LETTERS TO THE EDITOR

End Putin’s bid for fossil fuel

3/25/2014

The March 18 commentary by The Blade’s Mike Sigov, “Courage required to handle Putin,” gives a good account of the Ukraine situation, but for the United States to ask for help from China is not the solution.

China is dependent on the United States for exports, but it likely would ask for even deeper trade concessions from our country for this favor. We cannot afford more unbalanced trade agreements with China.

The solution should focus on the root of the problem, which is fossil fuels. Russian President Vladimir Putin’s goal in Ukraine is fossil fuels. The ultimate solution is to make fossil fuels obsolete.

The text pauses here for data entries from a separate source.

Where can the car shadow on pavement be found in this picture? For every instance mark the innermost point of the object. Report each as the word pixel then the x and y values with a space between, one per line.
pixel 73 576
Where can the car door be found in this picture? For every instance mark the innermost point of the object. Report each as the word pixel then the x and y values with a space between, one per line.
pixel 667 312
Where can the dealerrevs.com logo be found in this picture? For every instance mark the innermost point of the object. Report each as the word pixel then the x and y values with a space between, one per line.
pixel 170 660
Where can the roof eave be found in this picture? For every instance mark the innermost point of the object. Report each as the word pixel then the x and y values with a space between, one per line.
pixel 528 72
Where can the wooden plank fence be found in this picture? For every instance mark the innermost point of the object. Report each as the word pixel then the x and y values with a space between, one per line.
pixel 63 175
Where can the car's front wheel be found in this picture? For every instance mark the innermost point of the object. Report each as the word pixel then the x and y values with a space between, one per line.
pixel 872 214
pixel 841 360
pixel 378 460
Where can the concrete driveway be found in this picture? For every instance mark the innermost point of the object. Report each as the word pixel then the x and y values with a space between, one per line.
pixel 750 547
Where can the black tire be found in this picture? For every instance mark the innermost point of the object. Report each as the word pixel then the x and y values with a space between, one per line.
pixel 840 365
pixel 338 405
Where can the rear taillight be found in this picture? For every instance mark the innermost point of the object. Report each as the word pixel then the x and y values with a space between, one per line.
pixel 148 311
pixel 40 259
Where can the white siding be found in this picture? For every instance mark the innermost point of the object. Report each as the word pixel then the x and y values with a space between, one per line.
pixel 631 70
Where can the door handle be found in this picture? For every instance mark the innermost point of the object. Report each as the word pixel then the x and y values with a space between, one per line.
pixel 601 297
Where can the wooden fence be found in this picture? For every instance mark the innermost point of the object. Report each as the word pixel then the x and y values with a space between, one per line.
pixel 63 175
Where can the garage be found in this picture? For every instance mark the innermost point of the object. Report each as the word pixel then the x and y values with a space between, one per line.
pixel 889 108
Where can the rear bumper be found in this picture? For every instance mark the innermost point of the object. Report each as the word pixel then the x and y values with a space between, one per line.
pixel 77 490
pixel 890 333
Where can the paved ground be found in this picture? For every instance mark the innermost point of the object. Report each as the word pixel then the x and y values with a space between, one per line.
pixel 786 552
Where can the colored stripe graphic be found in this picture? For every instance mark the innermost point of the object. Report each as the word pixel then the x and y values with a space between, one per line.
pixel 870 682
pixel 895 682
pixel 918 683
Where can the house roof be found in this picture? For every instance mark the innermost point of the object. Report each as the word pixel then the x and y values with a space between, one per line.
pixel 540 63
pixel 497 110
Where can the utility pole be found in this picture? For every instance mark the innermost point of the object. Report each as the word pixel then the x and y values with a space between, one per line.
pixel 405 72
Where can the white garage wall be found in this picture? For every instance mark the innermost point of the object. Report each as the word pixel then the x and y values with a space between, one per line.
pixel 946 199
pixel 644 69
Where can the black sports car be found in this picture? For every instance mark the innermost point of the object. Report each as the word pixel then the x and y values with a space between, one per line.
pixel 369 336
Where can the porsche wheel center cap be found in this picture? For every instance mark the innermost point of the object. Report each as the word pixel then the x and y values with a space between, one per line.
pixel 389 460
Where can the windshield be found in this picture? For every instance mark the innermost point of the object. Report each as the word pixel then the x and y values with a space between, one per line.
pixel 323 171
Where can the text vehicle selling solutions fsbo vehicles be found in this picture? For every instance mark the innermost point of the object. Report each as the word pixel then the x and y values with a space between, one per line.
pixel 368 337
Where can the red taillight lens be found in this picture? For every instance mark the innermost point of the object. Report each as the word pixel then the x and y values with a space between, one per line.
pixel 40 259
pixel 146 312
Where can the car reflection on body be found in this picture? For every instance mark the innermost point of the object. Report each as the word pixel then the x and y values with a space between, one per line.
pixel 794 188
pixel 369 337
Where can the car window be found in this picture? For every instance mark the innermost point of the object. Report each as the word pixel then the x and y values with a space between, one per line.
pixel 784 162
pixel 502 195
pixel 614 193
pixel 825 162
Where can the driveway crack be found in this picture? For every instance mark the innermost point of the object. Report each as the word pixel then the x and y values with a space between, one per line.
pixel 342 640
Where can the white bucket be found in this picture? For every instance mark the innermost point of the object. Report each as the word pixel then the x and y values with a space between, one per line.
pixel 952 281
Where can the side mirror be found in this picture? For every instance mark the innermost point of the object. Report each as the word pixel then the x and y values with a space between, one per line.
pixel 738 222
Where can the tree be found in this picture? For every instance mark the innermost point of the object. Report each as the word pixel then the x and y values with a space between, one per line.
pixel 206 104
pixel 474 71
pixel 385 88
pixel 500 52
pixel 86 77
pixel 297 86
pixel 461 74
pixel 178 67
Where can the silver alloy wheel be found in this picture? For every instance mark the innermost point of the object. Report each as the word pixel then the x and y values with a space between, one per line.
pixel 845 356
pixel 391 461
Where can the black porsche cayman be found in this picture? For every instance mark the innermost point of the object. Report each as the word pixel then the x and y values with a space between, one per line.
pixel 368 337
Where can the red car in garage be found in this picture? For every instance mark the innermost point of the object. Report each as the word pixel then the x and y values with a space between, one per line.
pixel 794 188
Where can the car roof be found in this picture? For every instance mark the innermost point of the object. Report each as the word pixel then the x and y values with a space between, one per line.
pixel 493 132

World peace and world energy depend not on fossil fuels, but on alternative energy sources such as solar power, geothermal, wind turbines, and generators powered by ocean currents. We can live in a peaceful, environmentally safe world with clean abundant energy. Or we can be destroyed by the greedy billionaires and warring political tyrants. The choice is ours.

PAUL SZYMANOWSKI
Curtice, Ohio

TV talking heads have a bad record
While watching the talking heads on the Sunday morning TV news shows telling us what should be done about Russia and Ukraine, I noticed that some of these were the same people who said the George W. Bush tax cuts would be a boon for the economy, we were going to war with Iraq because it had weapons of mass destruction, the Iraq war would pay for itself, and Iraq would become a shining beacon of Jeffersonian Democracy in the Middle East.

At what point do we stop listening to these people?

BILL PIEPER
Oregon

 

Tax code change must bridge gap
The Blade’s Feb. 23 editorial “Income inequality” stated that the disparity that separates the richest and poorest Americans is getting worse and stressed the need for increasing the minimum wage and investment in education. There is a more effective solution: Change the income tax code.

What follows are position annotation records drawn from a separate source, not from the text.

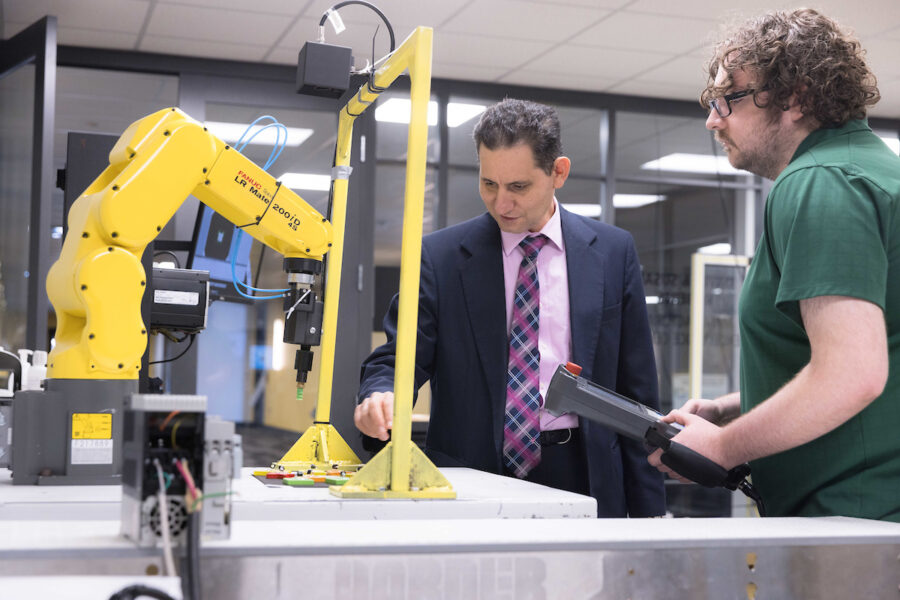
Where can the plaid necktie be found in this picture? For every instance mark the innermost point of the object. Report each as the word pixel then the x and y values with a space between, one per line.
pixel 521 427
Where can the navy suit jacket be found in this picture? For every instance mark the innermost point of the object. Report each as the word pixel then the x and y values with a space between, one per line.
pixel 462 348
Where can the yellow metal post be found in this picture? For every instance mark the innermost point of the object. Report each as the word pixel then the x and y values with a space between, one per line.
pixel 401 470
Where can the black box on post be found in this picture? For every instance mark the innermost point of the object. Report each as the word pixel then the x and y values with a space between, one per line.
pixel 324 70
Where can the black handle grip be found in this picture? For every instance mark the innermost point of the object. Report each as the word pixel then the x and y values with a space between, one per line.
pixel 694 466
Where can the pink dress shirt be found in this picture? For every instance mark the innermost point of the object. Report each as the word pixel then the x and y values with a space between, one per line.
pixel 554 330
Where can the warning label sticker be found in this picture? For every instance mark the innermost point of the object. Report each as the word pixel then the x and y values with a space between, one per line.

Levying too high a tax on lower-income people cuts into their buying power, which reduces demand for goods and services. That curtails economic growth.

Levying too low a tax on the wealthy encourages corporate earnings they control to be spent on dividends and stock buy-backs, instead of using the money to grow business.

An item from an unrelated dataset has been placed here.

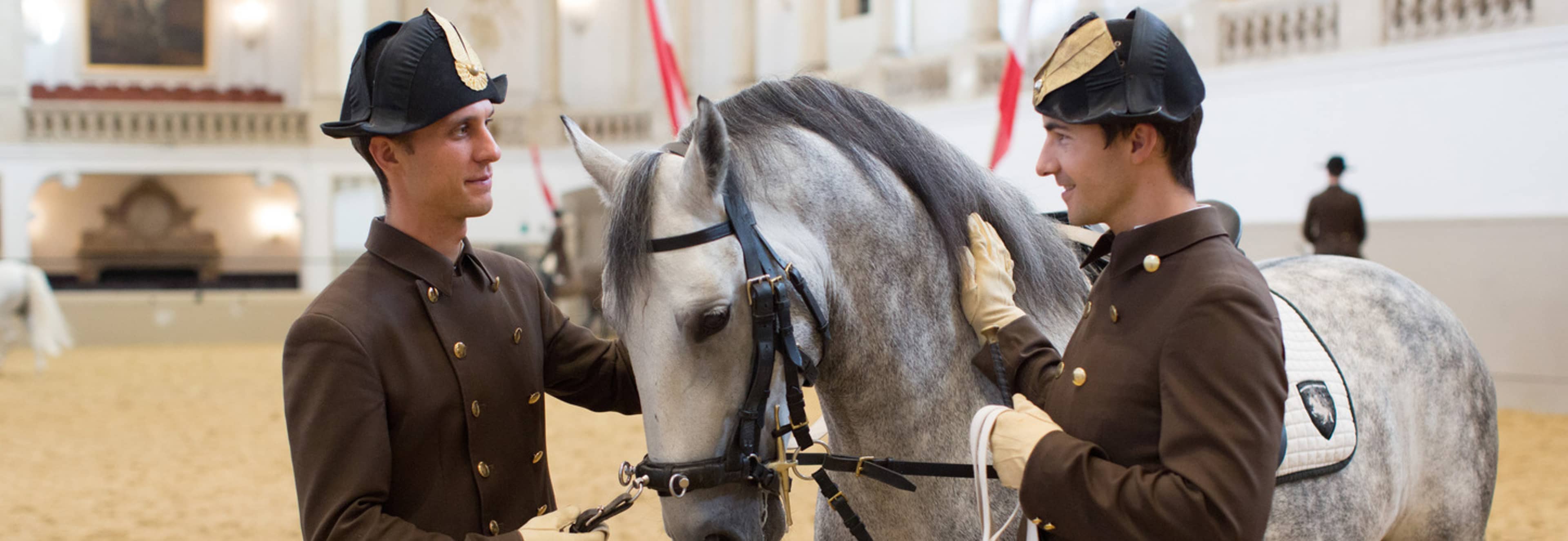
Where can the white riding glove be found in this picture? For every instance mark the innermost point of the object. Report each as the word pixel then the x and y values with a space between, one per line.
pixel 551 526
pixel 987 291
pixel 1015 436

For years, the middle and lower classes have been taxed at too high a rate and the upper class has been taxed too low. Our economy has suffered for it.

Republicans have launched a plan to change the tax code, but their plan continues to benefit the rich at the expense of the poor.

Our current economic woes of slow growth, high unemployment, increased poverty, and unprecedented income inequality have a political basis. As long as the wealthy continue to make large campaign contributions, some politicians don’t care that bad tax policy hurts America.